The 12 dimensions are obtained from the decomposition of networks in 2-node and 3-node graphlets, comprising three graphlets (\({G}_{0},{G}_{1}\) and \({G}_{2}\)) and four orbits (\({O}_{0}\), \({O}_{1}\), \({O}_{2}\), \({O}_{3}\)). The adjacency matrix succinctly reveals the number of times a node touches those orbits (see Supplementary Information Sect. 1). As explained in the prior section, recent works focused on counting graphlets efficiently in large networks13,14,15,16,17.

In addition, for the four orbits, \({P}_{t,i}\) is a binary variable that is 1 if node \(i\) is at least once in orbit \(t\) or 0 otherwise (1).

$${P}_{t,i}=\left\{\begin{array}{c}1, {O}_{t,i}>0\\ 0, {O}_{t,i}=0\end{array}\right.$$
(1)

To enhance readability, the 12 dimensions are classified into four categories: Global connectivity, Hubs, Strings, and Triangles. Those categories cover different aspects of network structure that might condition network behavior. Furthermore, these categories allow for an intuitive interpretation of topology implications in real-world applications. For instance, in power networks, the higher presence of strings might mean a lower level of network robustness (higher probability of having energy not supplied in the network in case of line failure, given that when there is a failure in a string all the downstream nodes will be affected). Similarly, the presence of large strings in an email graph (nodes stands for community members and edges connect the people who send an email with the people who receive the email) will show that the community may follow a clearly defined hierarchical structure.
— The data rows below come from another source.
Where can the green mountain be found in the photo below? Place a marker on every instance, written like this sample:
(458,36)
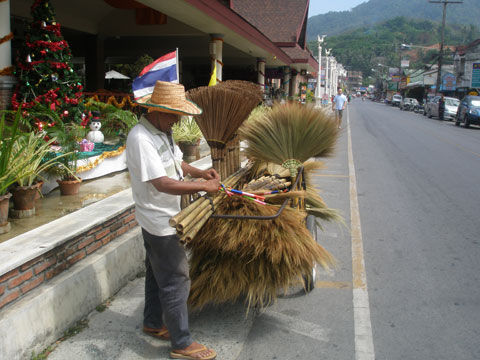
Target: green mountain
(375,11)
(364,48)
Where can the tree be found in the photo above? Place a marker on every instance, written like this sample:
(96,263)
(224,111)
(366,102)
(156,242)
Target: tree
(44,70)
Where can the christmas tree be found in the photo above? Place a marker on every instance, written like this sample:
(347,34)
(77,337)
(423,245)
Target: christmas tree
(45,74)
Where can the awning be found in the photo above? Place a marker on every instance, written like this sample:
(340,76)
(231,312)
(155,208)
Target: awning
(414,84)
(112,74)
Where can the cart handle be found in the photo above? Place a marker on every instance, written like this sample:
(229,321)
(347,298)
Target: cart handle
(270,217)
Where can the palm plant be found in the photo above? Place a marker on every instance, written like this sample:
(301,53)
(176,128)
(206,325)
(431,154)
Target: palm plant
(68,135)
(186,131)
(32,149)
(115,121)
(10,161)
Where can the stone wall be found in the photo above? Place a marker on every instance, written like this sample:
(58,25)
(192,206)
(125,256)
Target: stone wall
(19,281)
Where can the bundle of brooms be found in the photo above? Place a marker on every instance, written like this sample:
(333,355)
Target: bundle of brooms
(231,258)
(225,107)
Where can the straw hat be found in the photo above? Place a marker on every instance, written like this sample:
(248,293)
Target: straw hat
(169,97)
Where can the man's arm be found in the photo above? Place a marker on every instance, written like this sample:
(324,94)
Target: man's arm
(174,187)
(194,172)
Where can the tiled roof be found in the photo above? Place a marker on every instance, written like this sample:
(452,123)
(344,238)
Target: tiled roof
(296,52)
(462,49)
(280,20)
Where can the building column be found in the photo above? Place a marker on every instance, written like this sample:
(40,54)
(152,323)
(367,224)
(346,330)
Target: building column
(327,74)
(286,80)
(293,83)
(216,54)
(261,73)
(318,90)
(7,80)
(94,63)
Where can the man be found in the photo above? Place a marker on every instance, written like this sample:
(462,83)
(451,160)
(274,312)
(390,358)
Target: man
(156,172)
(441,107)
(338,105)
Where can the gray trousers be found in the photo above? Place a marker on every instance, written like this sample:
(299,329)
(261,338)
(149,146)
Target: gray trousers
(167,285)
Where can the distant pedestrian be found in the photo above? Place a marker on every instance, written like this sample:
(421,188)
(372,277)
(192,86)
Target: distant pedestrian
(338,105)
(441,107)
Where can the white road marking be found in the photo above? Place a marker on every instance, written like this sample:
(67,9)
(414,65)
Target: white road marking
(364,349)
(296,325)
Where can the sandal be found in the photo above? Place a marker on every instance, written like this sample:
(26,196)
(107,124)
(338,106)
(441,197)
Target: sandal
(161,334)
(188,354)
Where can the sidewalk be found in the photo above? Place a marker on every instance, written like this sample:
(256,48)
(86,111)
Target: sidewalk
(116,333)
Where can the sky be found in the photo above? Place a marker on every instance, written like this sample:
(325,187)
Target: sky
(323,6)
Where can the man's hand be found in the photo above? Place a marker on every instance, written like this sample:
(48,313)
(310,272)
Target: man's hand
(212,186)
(210,174)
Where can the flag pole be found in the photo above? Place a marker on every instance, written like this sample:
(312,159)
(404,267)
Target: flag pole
(178,65)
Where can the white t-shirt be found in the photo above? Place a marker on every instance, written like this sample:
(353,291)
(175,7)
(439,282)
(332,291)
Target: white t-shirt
(339,101)
(149,156)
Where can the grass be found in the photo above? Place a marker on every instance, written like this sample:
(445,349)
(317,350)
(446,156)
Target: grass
(78,327)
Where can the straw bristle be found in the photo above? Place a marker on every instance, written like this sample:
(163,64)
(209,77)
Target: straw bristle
(252,258)
(290,131)
(225,108)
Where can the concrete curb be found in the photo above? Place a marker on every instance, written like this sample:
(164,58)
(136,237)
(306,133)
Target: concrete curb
(116,333)
(40,318)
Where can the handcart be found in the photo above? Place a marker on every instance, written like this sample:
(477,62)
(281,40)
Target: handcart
(309,221)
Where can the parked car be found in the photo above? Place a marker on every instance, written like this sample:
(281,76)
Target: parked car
(408,104)
(396,100)
(468,111)
(419,108)
(451,106)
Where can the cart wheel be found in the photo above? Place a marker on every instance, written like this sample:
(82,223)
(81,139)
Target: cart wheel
(309,280)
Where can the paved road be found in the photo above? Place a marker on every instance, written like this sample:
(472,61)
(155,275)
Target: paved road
(407,284)
(419,201)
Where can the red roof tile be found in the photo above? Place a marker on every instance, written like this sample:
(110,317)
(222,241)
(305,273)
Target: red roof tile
(282,21)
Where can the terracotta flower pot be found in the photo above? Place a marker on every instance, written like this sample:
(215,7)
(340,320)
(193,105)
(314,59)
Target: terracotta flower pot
(24,197)
(38,194)
(4,203)
(69,187)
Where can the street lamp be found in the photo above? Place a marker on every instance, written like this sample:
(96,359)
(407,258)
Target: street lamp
(327,75)
(319,77)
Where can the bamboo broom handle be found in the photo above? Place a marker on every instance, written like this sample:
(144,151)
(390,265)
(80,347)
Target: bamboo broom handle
(230,181)
(182,214)
(182,224)
(195,229)
(200,216)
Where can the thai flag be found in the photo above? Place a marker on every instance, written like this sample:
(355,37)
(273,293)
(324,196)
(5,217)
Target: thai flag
(163,69)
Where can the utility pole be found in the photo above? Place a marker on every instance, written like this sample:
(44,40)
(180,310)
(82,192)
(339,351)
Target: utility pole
(440,57)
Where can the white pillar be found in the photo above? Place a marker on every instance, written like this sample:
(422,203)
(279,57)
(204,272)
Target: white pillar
(261,73)
(7,80)
(327,73)
(286,80)
(216,53)
(293,84)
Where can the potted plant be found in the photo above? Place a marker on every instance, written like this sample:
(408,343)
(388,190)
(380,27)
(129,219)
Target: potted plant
(187,135)
(115,122)
(33,150)
(10,165)
(68,136)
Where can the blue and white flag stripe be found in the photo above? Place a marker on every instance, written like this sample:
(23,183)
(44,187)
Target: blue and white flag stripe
(163,69)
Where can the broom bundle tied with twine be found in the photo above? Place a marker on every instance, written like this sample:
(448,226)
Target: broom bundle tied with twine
(225,107)
(253,258)
(289,135)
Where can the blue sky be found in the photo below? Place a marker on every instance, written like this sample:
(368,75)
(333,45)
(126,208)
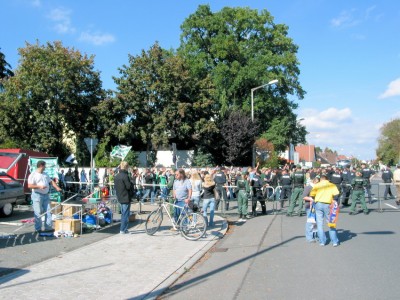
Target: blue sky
(349,52)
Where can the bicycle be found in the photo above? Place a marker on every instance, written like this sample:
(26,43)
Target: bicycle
(191,225)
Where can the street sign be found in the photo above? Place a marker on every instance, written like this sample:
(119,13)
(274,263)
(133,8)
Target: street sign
(91,144)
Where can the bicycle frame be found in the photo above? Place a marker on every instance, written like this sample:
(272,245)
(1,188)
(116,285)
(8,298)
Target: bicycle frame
(164,205)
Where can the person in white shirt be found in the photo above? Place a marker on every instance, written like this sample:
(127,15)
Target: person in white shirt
(396,180)
(40,182)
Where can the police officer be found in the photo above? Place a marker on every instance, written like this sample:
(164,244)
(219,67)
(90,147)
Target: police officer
(358,183)
(220,181)
(286,182)
(337,179)
(243,190)
(298,182)
(256,185)
(387,177)
(367,173)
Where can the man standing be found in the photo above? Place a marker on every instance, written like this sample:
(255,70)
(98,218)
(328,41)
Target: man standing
(367,174)
(324,191)
(387,177)
(298,180)
(124,192)
(243,189)
(358,184)
(220,181)
(40,182)
(396,179)
(182,192)
(256,185)
(286,182)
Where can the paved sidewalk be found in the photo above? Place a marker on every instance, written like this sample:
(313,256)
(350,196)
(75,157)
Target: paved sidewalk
(131,266)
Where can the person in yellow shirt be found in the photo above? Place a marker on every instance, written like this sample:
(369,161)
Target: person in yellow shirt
(323,192)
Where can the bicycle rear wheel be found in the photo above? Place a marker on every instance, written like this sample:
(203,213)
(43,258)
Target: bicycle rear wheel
(153,222)
(193,226)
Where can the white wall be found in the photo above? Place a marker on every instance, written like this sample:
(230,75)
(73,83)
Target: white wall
(164,158)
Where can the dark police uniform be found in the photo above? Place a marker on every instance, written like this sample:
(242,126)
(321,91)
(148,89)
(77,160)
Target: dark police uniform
(220,181)
(366,174)
(358,184)
(256,185)
(387,177)
(298,180)
(286,192)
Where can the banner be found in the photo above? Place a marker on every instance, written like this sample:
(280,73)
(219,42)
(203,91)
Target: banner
(51,165)
(71,159)
(120,151)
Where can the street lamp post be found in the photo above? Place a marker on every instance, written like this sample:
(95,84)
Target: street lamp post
(253,163)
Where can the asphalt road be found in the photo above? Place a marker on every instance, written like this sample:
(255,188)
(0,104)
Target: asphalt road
(268,258)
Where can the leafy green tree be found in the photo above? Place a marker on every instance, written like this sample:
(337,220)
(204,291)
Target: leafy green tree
(49,100)
(238,133)
(240,48)
(202,158)
(5,69)
(158,102)
(389,143)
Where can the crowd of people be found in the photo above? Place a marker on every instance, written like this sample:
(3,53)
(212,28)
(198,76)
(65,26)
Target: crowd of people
(209,188)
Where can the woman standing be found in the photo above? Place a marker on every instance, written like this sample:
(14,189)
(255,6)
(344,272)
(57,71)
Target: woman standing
(208,199)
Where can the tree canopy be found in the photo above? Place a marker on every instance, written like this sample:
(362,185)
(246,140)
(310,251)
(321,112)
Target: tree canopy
(189,96)
(5,69)
(389,143)
(158,102)
(240,49)
(49,100)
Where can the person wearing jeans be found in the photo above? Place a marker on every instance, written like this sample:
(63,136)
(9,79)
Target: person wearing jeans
(40,182)
(324,191)
(208,199)
(125,192)
(182,192)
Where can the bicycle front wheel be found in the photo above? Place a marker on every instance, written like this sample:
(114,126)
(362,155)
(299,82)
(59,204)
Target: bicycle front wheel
(193,226)
(153,222)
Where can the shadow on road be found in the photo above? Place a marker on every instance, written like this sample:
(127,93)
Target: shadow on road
(18,274)
(345,235)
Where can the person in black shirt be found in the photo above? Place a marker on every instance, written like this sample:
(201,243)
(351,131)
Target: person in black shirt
(256,185)
(367,173)
(387,177)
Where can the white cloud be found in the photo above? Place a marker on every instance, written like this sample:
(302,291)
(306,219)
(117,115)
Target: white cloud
(61,18)
(392,90)
(345,19)
(339,130)
(36,3)
(96,38)
(354,17)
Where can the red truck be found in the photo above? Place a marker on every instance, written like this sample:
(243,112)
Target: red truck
(14,163)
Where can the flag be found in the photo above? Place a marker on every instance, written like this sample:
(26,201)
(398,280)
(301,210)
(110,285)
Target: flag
(71,159)
(120,151)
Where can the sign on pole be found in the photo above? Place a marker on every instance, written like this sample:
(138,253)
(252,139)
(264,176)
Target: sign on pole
(120,151)
(91,144)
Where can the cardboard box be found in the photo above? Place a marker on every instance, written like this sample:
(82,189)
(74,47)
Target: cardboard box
(132,218)
(68,225)
(57,208)
(69,210)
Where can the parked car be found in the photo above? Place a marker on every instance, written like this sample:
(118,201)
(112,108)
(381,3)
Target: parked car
(345,163)
(11,194)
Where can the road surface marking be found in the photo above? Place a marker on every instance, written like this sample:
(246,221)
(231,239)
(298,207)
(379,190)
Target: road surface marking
(391,206)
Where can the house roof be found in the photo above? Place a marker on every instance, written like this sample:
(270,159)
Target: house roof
(306,152)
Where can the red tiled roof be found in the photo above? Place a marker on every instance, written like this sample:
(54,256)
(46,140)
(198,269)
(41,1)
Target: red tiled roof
(306,152)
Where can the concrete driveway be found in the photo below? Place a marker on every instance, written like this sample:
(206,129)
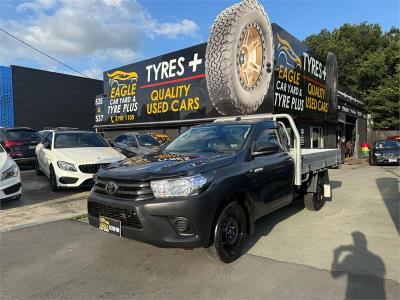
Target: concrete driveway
(349,249)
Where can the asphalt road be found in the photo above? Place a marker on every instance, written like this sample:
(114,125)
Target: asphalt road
(350,249)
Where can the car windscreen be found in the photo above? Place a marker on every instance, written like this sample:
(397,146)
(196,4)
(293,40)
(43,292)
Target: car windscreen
(387,144)
(79,140)
(218,138)
(146,140)
(16,134)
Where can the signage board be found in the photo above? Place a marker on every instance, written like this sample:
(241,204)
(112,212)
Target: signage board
(173,87)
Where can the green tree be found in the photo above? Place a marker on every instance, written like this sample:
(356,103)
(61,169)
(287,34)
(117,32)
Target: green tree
(368,63)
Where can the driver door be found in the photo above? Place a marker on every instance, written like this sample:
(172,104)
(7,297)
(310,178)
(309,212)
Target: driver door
(271,174)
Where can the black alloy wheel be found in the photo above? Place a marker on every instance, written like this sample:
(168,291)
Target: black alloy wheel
(53,180)
(37,168)
(229,233)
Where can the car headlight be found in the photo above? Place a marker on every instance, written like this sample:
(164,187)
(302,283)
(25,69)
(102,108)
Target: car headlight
(66,166)
(181,186)
(10,172)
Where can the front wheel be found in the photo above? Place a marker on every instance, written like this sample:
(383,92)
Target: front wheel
(229,233)
(37,168)
(53,180)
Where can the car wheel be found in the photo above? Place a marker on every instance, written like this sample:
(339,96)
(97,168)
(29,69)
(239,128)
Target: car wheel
(37,168)
(53,180)
(229,234)
(239,58)
(315,201)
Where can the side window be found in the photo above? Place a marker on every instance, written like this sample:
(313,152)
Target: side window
(2,135)
(121,139)
(269,135)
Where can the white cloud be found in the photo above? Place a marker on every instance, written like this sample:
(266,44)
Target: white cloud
(94,30)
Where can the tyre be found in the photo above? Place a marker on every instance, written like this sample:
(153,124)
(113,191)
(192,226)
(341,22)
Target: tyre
(315,201)
(239,58)
(229,233)
(37,168)
(331,81)
(53,180)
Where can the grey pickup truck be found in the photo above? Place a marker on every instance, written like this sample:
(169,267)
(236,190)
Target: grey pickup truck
(209,186)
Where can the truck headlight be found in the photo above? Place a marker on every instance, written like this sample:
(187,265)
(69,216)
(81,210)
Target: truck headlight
(181,186)
(66,166)
(10,172)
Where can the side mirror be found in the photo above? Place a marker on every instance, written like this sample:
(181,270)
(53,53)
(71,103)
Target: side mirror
(132,145)
(46,145)
(262,148)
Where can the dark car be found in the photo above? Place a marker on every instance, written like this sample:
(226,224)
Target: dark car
(385,152)
(206,188)
(133,144)
(20,143)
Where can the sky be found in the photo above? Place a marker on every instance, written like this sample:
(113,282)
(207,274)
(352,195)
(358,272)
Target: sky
(93,36)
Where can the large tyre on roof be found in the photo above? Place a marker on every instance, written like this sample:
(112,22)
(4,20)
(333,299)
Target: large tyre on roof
(331,81)
(239,58)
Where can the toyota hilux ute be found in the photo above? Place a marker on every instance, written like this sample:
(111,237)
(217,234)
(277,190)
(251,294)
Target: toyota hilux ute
(209,185)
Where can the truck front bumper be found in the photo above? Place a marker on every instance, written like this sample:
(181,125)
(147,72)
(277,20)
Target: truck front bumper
(159,221)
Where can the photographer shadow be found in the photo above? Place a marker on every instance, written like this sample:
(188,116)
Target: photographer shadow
(365,270)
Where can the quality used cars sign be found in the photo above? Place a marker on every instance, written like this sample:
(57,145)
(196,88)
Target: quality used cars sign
(173,86)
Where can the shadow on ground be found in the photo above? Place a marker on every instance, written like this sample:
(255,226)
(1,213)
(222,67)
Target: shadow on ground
(389,189)
(365,270)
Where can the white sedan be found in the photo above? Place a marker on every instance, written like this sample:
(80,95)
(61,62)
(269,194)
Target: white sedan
(10,177)
(71,158)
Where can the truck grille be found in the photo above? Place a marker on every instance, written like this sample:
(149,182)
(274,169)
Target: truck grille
(91,168)
(128,217)
(127,190)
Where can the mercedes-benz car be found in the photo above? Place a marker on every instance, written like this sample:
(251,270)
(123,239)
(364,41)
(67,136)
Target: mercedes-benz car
(10,177)
(71,158)
(385,152)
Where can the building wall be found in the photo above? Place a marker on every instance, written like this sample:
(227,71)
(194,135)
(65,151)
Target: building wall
(48,99)
(6,98)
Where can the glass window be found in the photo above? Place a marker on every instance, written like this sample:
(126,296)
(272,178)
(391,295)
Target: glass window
(121,139)
(146,140)
(387,144)
(22,134)
(268,135)
(217,138)
(78,140)
(317,138)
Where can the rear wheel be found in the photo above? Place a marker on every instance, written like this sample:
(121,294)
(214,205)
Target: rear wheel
(229,233)
(53,180)
(315,201)
(37,168)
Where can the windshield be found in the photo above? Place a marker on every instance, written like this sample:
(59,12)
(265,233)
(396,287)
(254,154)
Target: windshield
(78,140)
(22,134)
(146,140)
(218,138)
(387,144)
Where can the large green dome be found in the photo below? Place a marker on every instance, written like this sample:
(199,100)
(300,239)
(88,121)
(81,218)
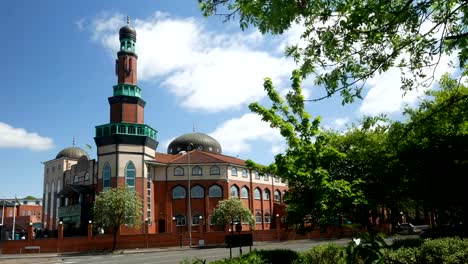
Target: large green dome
(192,141)
(72,153)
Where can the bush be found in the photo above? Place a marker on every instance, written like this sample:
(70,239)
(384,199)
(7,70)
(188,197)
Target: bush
(325,254)
(444,250)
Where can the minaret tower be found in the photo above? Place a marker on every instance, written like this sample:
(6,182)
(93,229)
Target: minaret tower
(125,142)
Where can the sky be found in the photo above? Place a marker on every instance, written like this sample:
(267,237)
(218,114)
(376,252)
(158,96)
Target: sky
(199,73)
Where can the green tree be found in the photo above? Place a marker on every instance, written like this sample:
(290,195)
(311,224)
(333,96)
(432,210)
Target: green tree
(349,41)
(313,193)
(115,207)
(230,211)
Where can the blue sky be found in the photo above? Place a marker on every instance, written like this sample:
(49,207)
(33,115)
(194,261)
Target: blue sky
(57,72)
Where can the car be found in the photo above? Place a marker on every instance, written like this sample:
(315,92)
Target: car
(404,228)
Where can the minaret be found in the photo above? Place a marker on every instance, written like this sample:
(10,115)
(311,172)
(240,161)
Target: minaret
(126,142)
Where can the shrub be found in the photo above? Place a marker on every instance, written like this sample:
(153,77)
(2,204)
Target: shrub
(325,254)
(444,250)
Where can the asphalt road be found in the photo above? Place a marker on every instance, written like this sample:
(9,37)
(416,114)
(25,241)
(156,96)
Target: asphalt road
(163,256)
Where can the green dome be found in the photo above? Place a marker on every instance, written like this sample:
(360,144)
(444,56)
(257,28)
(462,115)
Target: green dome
(72,153)
(192,141)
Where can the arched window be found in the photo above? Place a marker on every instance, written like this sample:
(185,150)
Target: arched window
(215,191)
(258,218)
(234,191)
(257,194)
(196,218)
(106,176)
(178,192)
(130,175)
(245,193)
(267,218)
(214,170)
(244,173)
(197,192)
(197,171)
(277,196)
(180,220)
(178,171)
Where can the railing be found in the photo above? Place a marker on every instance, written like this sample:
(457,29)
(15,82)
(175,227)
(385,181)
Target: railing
(126,129)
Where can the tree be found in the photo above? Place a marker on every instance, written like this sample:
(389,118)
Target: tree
(115,207)
(230,211)
(349,41)
(313,193)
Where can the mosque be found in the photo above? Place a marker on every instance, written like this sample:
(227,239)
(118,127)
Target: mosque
(179,188)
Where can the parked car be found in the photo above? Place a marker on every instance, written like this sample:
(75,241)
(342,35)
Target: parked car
(404,228)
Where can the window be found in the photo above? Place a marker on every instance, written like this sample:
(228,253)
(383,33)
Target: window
(266,194)
(215,191)
(277,196)
(244,173)
(245,193)
(258,218)
(267,218)
(257,176)
(196,219)
(178,171)
(234,191)
(197,192)
(180,220)
(197,171)
(148,194)
(178,192)
(130,175)
(214,170)
(257,194)
(106,176)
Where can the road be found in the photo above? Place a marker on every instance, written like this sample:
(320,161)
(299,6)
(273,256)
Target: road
(164,256)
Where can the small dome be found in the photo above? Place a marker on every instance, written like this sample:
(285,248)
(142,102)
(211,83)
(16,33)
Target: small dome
(72,153)
(127,32)
(192,141)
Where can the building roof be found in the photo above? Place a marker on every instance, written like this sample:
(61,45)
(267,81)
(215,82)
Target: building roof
(72,153)
(191,141)
(197,157)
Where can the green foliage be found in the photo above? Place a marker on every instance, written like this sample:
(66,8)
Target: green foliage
(313,194)
(115,207)
(347,42)
(323,254)
(230,211)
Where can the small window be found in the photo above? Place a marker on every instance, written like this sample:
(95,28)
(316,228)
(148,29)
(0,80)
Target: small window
(197,192)
(214,170)
(267,218)
(197,171)
(234,191)
(258,218)
(257,176)
(215,191)
(244,173)
(178,171)
(277,196)
(245,193)
(180,220)
(233,171)
(178,193)
(257,194)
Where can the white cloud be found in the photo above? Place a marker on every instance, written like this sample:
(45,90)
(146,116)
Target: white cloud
(208,71)
(238,134)
(11,137)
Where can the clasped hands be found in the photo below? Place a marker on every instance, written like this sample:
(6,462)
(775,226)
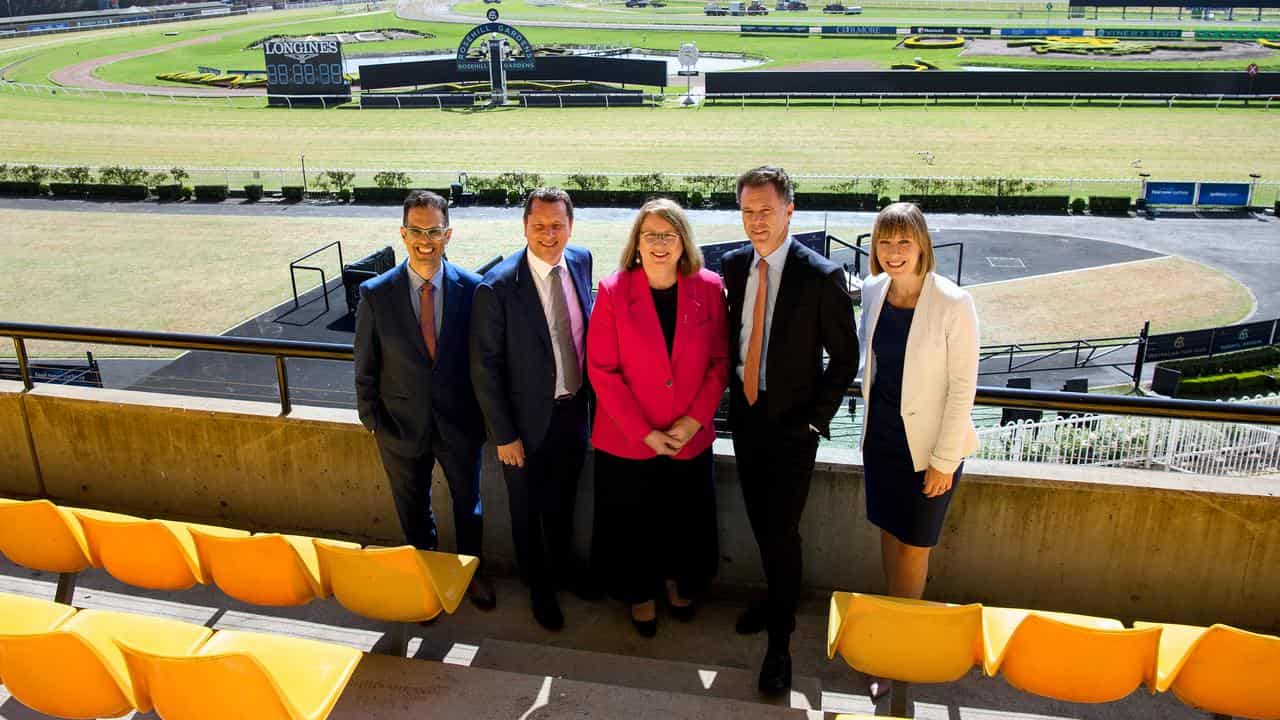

To enhance network comparison, it is desirable that the 12 dimensions of the metric range between 0 and 1. In cases where a dimension does not do it, we propose a scaling factor. The 12 dimensions are defined as follows.

Global connectivity

Line-surplus coefficient, \({{{\rho}}}_{1}\)

It stands for the surplus of lines in the network with respect to the minimum number of lines needed to build a connected graph (2). Given a set of nodes, \(N\), the minimum number of lines, \({L}_{0}\), to have a connected graph is \({L}_{0}=N-1\), in case of large networks \({L}_{0}\approx N\). As we only consider connected graphs, \(N=\sum_{i}{P}_{0,i}\). The number of lines installed in a network is \(\frac{\sum_{i}{O}_{0,i}}{2}\). This dimension is therefore related to the average node degree and it supplies information about line density in a network. In networks with a radial structure (trees), \({\rho {^{\prime}}}_{1}\) tends to zero. The higher the value of \({\rho {^{\prime}}}_{1}\) the more meshed a network is.

$${\rho {^{\prime}}}_{1}= \frac{1}{2} \frac{\sum_{i}{O}_{0,i}}{\sum_{i}{P}_{0,i}}-1$$
(2)

We define \({\rho }_{1}\) (3) to scale \({\rho {^{\prime}}}_{1}\) between 0 and 1. Networks with \({\rho }_{1}\) close to 1 have a highly meshed structure.

\({\rho }_{1}\) can be rewritten as (4).

$${\rho }_{1}=1-\frac{1}{{\rho {^{\prime}}}_{1}+1}$$
(3)
$${\rho }_{1}=1- \frac{2 \sum_{i}{P}_{0,i} }{\sum_{i}{O}_{0,i}}$$
(4)

Leaf rate, \({{{\rho}}}_{2}\)

This ratio compares the proportion of nodes with just one connection, known as leaf nodes, to the rest of nodes in the network that are not vertices of a triangle. This ratio discerns between networks in which edges may form a homogenous mesh that touches most nodes and networks characterized by the presence of hubs connecting low-degree nodes. This metric is calculated as the complementary of the ratio between the number of nodes that touches \({O}_{1}\) but does not touch \({O}_{3}\) and the number of nodes that touches \({O}_{2}\) but does not touch \({O}_{3}\) (5).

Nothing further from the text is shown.